Katherine Mansfield
(1888-1923). Katherine Mansfield 34 yıllık kısa yaşamı süresince yayımladığı üç ciltlik öykü kitaplarıyla 20. yüzyılın en yetenekli öykü yazarlarından biri olarak kabul edilir. İnsan davranışlarının nedenlerini kavramakta usta olan Mansfield, Rus oyun ve öykü yazarı Anton Çehov’dan etkilenmiştir.
Asıl adı Kathleen Mansfield Beauchamp'dı. Yeni Zelanda'da Wellington'da doğdu. 1903-06 arasında Londra'da Queen's College'da öğrenim gördü. Yeni Zelanda'da iki yıllık bir müzik eğitiminden sonra 1908'de yeniden Londra’ya döndü. Orada geçim sıkıntısıyla dolu iki yıl geçirdi. İlk öykü kitabı olan In a German Pension (“Bir Alman Pansiyonunda") 1911'de yayımlandı. Aynı yıl eleştirmen John Middleton Murry'nin çıkardığı Rhythm ve The Blue Review adlı dergilerde KM imzasıyla kısa öyküler ve denemeler yazmaya başladı. 1916'da yayımlanan Prelüde (“Giriş") adlı öyküsüyle artık kendi özgün üslubunu bulmuştu.
1917'de verem olduğu anlaşılan Katherine Mansfield yaşamının son yıllarını yumuşak iklimin hastalığını iyileştireceğini umarak Fransa, İtalya ve İsviçre’de geçirdi. 1918’de John Middleton Murry ile evlendi.

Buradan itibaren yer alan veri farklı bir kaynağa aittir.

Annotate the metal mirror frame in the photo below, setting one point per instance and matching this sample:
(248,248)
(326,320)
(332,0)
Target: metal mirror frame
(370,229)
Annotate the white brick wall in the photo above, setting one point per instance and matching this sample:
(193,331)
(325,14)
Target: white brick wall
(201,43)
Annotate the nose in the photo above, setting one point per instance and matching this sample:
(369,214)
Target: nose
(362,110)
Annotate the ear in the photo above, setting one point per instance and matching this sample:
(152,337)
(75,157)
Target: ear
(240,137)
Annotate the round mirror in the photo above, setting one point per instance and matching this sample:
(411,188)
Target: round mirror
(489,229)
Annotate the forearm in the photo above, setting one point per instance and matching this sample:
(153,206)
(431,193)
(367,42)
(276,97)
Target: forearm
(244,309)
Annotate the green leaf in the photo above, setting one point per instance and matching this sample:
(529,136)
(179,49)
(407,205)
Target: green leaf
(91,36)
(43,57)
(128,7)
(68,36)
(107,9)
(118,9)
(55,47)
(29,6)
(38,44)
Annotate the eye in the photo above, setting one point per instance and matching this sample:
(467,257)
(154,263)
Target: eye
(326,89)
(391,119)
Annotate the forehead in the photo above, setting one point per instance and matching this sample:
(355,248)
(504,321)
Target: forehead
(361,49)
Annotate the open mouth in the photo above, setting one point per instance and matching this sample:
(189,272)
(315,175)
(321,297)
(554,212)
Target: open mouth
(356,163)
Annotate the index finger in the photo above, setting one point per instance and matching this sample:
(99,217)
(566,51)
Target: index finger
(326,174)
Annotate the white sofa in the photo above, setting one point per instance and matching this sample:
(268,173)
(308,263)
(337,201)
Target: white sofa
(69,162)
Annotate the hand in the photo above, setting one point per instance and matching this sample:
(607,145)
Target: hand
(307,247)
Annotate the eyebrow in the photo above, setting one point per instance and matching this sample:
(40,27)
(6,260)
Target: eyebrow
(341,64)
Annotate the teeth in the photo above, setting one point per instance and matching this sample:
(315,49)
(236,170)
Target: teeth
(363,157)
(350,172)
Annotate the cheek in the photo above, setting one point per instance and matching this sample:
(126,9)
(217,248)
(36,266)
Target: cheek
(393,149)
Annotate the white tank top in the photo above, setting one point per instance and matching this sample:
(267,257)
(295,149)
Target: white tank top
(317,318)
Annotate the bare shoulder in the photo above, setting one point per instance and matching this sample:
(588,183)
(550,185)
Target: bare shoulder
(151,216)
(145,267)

En olumsuz koşullarda bile yazmayı sürdürdü. En güzel öykülerini Bliss (1920; “Sevinç”) ve The Garden Party (1922; “Garden Parti”) adlı iki kitapta topladı.
Ölmeden önce kocasına yazılarını gözden geçirip en değerlilerini saklamasını, gerisini yok etmesini vasiyet ettiyse de John M. Murry, Mansfield’den ne kaldıysa zaman içinde hemen hepsini yayımladı. Yazarın son öyküleri ölümünden sonra The Dove’s Nest (1923; “Kumru Yuvası”) ve Something Childish (1924; “Çocukça Bir Şey”) adlı kitaplarda çıktı. Yayımlanmış olan beş öykü kitabında böylece toplam 88 öyküsü yer aldı. Daha sonra çeşitli yazılarını ve mektuplarını içeren Journal of Katherine Mansfield (1927; “Katherine Mansfield’in Güncesi”) ve Letters (1928; “Mektuplar”) adlı iki kitap yayımlandı. Öykülerinde son derece canlı ve inandırıcı portreler çizen, düş kırıklıklarını şiirsel ve duygu yüklü bir dille kaleme alan Katherine Mansfield, öykünün bir edebiyat türü olarak gelişmesine katkıda bulundu. Yazarın değişik yapıtlarından seçilmiş bazı öyküleri Türkçe’ye çevrilerek Ölü Albayın Kızları (Daughters of the Late Colonel) ve Seçme Hikâyeler adlı kitaplarda toplandı.